Application Programming Interface
An API is a set of rules that lets different software applications talk to each other. It defines endpoints, request formats, and response structures so developers can access data or trigger actions in another system without knowing its internal code.
How API Works
APIs power almost every modern app you use. When you check the weather on your phone, the app calls a weather API. When you log in with Google, that's the OAuth API. When Stripe processes a payment, that's their REST API. APIs are the glue between services.
There are several API styles. REST uses HTTP verbs and URLs. GraphQL lets clients request exactly the fields they need. gRPC uses protocol buffers for high-performance streaming. WebSocket APIs enable real-time bidirectional communication.
Most APIs use JSON for data exchange, authenticate with API keys or OAuth tokens, and return HTTP status codes (200 OK, 404 Not Found, 500 Server Error). Good APIs have versioning, rate limits, and clear documentation.
The API economy is massive — Stripe, Twilio, SendGrid, and thousands of SaaS companies are essentially API-first businesses. If you build software, you will consume and likely build APIs.
Why Developers Use API
Every modern application relies on APIs. Frontend apps call backend APIs for data. Microservices communicate through internal APIs. Third-party integrations (payments, email, maps, auth) all work through APIs. Even your IDE's extensions use APIs.
Key Concepts
- Endpoint — A specific URL that accepts requests — like GET /api/users returns a list of users
- HTTP Methods — GET reads data, POST creates, PUT updates, DELETE removes — the verbs of REST APIs
- Request/Response — The client sends a request with headers and optional body; the server returns a status code and data
- Authentication — APIs use keys, tokens, or OAuth to verify who's calling — never ship an API without auth
- Rate Limiting — APIs cap how many requests you can make per time window to prevent abuse and ensure fair usage
- Status Codes — 200 means success, 400 means bad request, 401 unauthorized, 404 not found, 500 server error
Fetching Data from an API
// Fetch users from a REST API
const response = await fetch('https://api.example.com/users', {
headers: {
'Authorization': 'Bearer YOUR_API_KEY',
'Content-Type': 'application/json'
}
});
const users = await response.json();
console.log(`Found ${users.length} users`); Frequently Asked Questions
What is the difference between an API and a library?
A library is code you import and call directly in your program.

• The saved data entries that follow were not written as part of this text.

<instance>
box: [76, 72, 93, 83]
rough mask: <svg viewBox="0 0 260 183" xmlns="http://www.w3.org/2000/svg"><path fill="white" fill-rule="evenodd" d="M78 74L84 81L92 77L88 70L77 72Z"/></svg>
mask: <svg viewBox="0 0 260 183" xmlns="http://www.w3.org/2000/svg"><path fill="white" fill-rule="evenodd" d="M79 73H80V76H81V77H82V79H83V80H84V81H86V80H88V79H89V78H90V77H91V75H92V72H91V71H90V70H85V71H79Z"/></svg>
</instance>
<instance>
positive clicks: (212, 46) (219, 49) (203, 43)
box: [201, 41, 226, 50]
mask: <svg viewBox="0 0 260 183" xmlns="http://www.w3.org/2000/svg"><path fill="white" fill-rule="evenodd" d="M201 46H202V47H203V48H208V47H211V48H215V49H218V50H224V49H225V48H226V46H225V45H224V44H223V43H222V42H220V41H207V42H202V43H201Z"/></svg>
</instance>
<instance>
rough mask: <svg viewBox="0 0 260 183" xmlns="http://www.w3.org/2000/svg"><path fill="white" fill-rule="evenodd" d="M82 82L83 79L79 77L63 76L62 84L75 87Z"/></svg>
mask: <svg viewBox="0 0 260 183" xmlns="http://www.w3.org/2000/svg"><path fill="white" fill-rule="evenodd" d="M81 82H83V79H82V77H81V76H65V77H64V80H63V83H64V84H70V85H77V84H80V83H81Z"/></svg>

An API is a remote interface — you send HTTP requests over the network and get responses back. Libraries run in your process; APIs run on someone else's server.
Do I need to know APIs to be a developer?
Yes. APIs are fundamental to modern development. Whether you're building a frontend that calls a backend, integrating third-party services, or designing microservices, you'll work with APIs daily.
Are APIs free to use?
Many APIs offer free tiers — Google Maps, OpenAI, Stripe, and GitHub all have free plans. But most charge based on usage once you exceed limits. Always check pricing before building on a third-party API.